From the Back Cover
Syringomelia is a relatively rare clinical entity in which fluid-filled cavities develop within the spinal cord. Although modern imaging technologies usually permit an accurate diagnosis at an early stage, syringomyelia remains an enigmatic condition that continues to fascinate neurosurgeons, neurologists and other specialists.
This reference monograph provides an up-to-date account of the present state of understanding of syringomyelia and related disorders. The editors aim to document the best clinical practice in diagnosis and treatment and to provide clear guidance on how to reduce the incidence of severe outcomes. New challenges are addressed, including the appropriate management of the increasing number of apparently idiopathic syrinx cavities that are detected. In addition, controversies in current practice and directions for future research are fully discussed. Syringomelia will be an invaluable source of information for experts in the field, specialists in various related disciplines and other interested health care professionals.
About the Author
Graham Flint is a consultant neurosurgeon at the Queen Elizabeth Hospital Birmingham, in the UK. In addition to running a busy general neurosurgical practice he has, for the past 15 years, run the specialist syringomyelia clinic there, which was established by the late Bernard Williams. He has accumulated extensive clinical experience in the management of syringomyelia and its related disorders in the adult population. Dr. Flint works closely with patient support groups and, in co-operation with the Ann Conroy Trust, established a network of syringomyelia specialists in the UK. With this group he organised the international symposium Syringomyelia 2007, held in Rugby, UK. This was the predecessor of Syringomyelia 2010, held in Berlin. In addition to studying the outcome of surgical treatments for syringomyelia, he has a particular interest in the disturbances of CSF physiology that underlie the disorder. He has applied well-established physiological methods, used to measure disturbances of CSF circulation in general, to the study of syringomyelia in humans.

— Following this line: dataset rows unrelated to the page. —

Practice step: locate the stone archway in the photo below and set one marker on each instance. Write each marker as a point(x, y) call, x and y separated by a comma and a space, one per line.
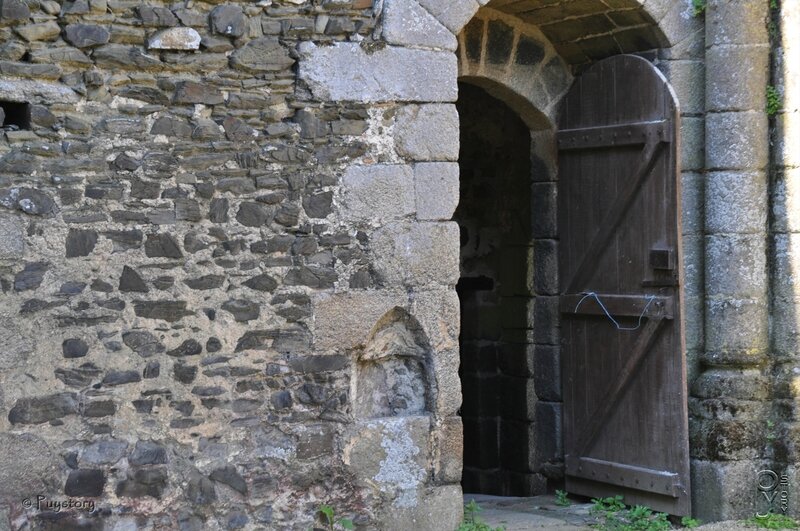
point(416, 66)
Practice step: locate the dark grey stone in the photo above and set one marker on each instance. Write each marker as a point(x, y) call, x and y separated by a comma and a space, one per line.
point(242, 310)
point(99, 408)
point(74, 348)
point(39, 409)
point(281, 400)
point(80, 377)
point(130, 281)
point(288, 215)
point(80, 242)
point(75, 7)
point(228, 20)
point(125, 239)
point(31, 201)
point(229, 476)
point(213, 345)
point(187, 210)
point(313, 277)
point(262, 282)
point(184, 374)
point(205, 282)
point(14, 10)
point(125, 163)
point(31, 277)
point(190, 347)
point(236, 520)
point(204, 390)
point(104, 452)
point(169, 311)
point(193, 92)
point(121, 377)
point(148, 453)
point(317, 364)
point(499, 43)
point(151, 370)
point(162, 245)
point(200, 490)
point(143, 343)
point(529, 51)
point(218, 211)
point(72, 288)
point(112, 56)
point(85, 482)
point(156, 16)
point(318, 205)
point(265, 54)
point(253, 214)
point(237, 130)
point(85, 35)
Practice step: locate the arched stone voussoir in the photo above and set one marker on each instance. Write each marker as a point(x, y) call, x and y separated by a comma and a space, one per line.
point(453, 14)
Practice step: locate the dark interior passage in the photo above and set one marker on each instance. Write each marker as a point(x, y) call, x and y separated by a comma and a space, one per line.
point(496, 292)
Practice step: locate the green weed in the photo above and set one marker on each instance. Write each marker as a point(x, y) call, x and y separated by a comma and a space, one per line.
point(561, 499)
point(330, 521)
point(773, 101)
point(773, 521)
point(472, 522)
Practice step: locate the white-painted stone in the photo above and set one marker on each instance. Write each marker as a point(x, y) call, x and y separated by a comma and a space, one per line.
point(427, 132)
point(377, 192)
point(347, 71)
point(407, 23)
point(12, 244)
point(417, 254)
point(436, 186)
point(175, 39)
point(454, 14)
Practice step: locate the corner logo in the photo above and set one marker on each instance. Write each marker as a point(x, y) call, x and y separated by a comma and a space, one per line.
point(775, 490)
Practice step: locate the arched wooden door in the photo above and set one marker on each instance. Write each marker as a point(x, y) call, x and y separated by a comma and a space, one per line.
point(624, 371)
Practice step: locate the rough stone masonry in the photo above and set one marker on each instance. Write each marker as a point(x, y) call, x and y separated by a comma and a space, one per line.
point(190, 250)
point(228, 267)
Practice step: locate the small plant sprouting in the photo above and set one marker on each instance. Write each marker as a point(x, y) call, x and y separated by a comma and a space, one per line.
point(773, 521)
point(472, 522)
point(689, 522)
point(613, 516)
point(330, 521)
point(561, 499)
point(773, 100)
point(698, 7)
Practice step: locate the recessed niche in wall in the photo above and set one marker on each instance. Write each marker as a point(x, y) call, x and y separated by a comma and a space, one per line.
point(15, 114)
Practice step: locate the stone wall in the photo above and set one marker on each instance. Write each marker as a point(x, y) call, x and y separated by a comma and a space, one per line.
point(223, 225)
point(195, 260)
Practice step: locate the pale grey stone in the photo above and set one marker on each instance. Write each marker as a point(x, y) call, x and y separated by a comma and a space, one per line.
point(454, 14)
point(427, 132)
point(377, 192)
point(347, 71)
point(175, 39)
point(736, 202)
point(407, 23)
point(36, 91)
point(30, 466)
point(436, 185)
point(736, 77)
point(417, 254)
point(12, 231)
point(736, 266)
point(737, 140)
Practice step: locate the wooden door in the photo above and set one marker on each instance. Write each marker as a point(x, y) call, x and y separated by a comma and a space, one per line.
point(624, 374)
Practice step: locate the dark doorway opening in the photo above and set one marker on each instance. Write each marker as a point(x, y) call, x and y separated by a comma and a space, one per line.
point(497, 298)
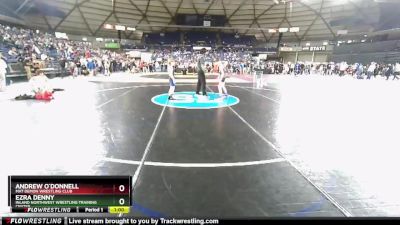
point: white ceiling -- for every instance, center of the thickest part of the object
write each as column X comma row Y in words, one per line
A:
column 312, row 16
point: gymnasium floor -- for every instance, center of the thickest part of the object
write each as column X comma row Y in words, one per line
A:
column 305, row 146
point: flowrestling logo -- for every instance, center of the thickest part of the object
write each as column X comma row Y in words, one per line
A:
column 189, row 100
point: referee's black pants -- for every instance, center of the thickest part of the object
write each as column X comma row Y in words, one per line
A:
column 201, row 83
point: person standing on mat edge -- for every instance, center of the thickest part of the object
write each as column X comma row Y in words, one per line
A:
column 201, row 79
column 172, row 81
column 3, row 71
column 221, row 86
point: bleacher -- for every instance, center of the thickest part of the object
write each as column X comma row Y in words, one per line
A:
column 381, row 52
column 232, row 39
column 169, row 38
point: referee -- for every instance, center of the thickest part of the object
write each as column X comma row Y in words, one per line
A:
column 201, row 79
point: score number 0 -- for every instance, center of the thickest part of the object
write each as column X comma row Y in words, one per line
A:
column 121, row 188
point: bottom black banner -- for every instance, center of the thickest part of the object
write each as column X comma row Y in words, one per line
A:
column 188, row 221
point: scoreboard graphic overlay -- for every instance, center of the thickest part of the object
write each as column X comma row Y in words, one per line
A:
column 69, row 194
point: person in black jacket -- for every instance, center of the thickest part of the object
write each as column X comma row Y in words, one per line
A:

Clare Rusbridge is a veterinary neurologist who established the neurology/neurosurgery service at Stone Lion Veterinary Hospital in 1997. She qualified as a Bachelor of Veterinary Medicine and Surgery in 1991 and became a Diplomate of the European College of Veterinary Neurology in 1996, a European Specialist in Veterinary Neurology in 1998 and an RCVS Specialist in Veterinary Neurology in 1999. Her PhD related to Chiari-like malformation and syringomyelia in the Cavalier King Charles spaniel. From 2002 to 2006, Dr. Rusbridge was Chair of the Education Committee of the European College of Veterinary Neurology. She is an Honorary Friend of the Ann Conroy Trust and a member of the British Syringomyelia Group. Dr. Rusbridge is a frequently invited international lecturer in the veterinary and human medicine fields. She has authored or co-authored many journal articles and book chapters, and acts as a reviewer for a number of journals.